FS Elle a pour but d’aider le patient à acquérir des compétences pour gérer sa vie avec une maladie. Il se sentira ainsi plus à l’aise et risquera moins de complications et d’hospitalisations. Il améliorera en outre sa qualité de vie et son estime de soi.

Concrètement, comment cela fonctionne-t-il?
FS Nous partons des représentations que le patient se fait de sa maladie pour l’aider à les transformer. Certains patients à qui on a posé un stent à la suite d’un infarctus voient cet épisode comme une fracture et s’imaginent reprendre leur vie comme s’ils étaient guéris. Nous intervenons alors en leur faisant comprendre que leurs artères restent endommagées et qu’il s’agit d’une atteinte chronique appelée l’athérosclérose. Une fois qu’ils comprennent cela, ils sont davantage disposés à bouger plus, manger mieux et arrêter de fumer.

Comment est née cette discipline?
FS Elle a vu le jour dans les années 1990 avec des diabétiques. Avant la découverte de l’insuline, ces derniers mouraient. Après, on a pensé que le problème était résolu puisqu’on disposait d’un traitement. Cependant, le nombre de morts et de complications graves restait très haut. On a alors compris qu’il ne suffisait pas d’avoir un traitement pour que le patient le prenne, mais qu’il était indispensable d’amener ce dernier à le comprendre et y adhérer.


Culture religieuse et relation au médicament

Si nos croyances influent sur le processus de guérison, notre origine religieuse – même pour les non-croyants – joue un rôle dans notre rapport aux médicaments. C’est ce qu’a étudié l’anthropologue Sylvie Fainzang. Elle s’est penchée sur quatre groupes d’origine culturelle religieuse différente en France.

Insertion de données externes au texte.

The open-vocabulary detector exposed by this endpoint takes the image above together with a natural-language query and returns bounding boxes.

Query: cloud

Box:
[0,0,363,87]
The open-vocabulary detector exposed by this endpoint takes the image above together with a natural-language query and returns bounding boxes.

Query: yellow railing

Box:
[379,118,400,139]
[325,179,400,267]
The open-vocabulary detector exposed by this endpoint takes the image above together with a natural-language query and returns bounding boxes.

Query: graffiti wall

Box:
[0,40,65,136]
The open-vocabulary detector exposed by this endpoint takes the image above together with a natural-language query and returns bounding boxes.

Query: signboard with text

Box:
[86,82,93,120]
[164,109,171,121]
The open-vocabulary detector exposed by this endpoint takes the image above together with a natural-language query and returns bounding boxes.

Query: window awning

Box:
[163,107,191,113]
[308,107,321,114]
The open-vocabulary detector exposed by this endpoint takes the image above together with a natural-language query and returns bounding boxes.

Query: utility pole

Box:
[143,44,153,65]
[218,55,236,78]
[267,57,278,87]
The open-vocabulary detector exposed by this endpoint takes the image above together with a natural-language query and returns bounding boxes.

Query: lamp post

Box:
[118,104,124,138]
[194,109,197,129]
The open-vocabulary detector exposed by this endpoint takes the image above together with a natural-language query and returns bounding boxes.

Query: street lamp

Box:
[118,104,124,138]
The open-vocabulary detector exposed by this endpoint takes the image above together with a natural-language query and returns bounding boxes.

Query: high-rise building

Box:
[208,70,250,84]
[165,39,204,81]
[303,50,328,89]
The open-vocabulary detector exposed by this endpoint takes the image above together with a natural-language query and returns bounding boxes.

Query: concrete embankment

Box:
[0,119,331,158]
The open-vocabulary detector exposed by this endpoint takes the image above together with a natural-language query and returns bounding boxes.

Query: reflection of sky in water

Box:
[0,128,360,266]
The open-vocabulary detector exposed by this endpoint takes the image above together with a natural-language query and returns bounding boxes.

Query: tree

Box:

Il en ressort notamment que les patients d’origine protestante valorisent plus l’automédication que les patients d’origine catholique. «Il règne dans la culture protestante l’idée qu’il faut se prendre en charge soi-même», commente Sylvie Fainzang, directrice de recherche à l’Institut national de la santé et de la recherche médicale à Paris. Lorsqu’un patient d’origine catholique est guéri, il jette souvent l’ordonnance en se disant que, s’il tombe à nouveau malade, le médecin lui prescrira ce dont il a besoin. En revanche, lorsqu’un protestant est guéri, s’il jette aussi l’ordonnance – de préférence en la brûlant, pour ne pas laisser accessibles aux autres des informations personnelles – il prend généralement soin de la recopier au préalable pour pouvoir lui-même se soigner si les mêmes symptômes réapparaissent, s’appropriant ainsi l’acte de prescription.

Enfin, «tous les groupes religieux craignent les psychotropes, à cause de leurs effets secondaires, mais pas pour les mêmes raisons». Les catholiques ont surtout peur de la somnolence que ces médicaments peuvent entraîner. Les protestants redoutent la dépendance, souhaitant rester maîtres d’eux-mêmes. Les patients d’origine musulmane s’inquiètent souvent des effets délétères sur le cœur, organe qui représente le siège de la vie morale et spirituelle dans l’islam. Enfin, les patients d’origine juive craignent surtout de perdre la mémoire, l’impératif du souvenir étant, dans cette culture, une valeur cardinale.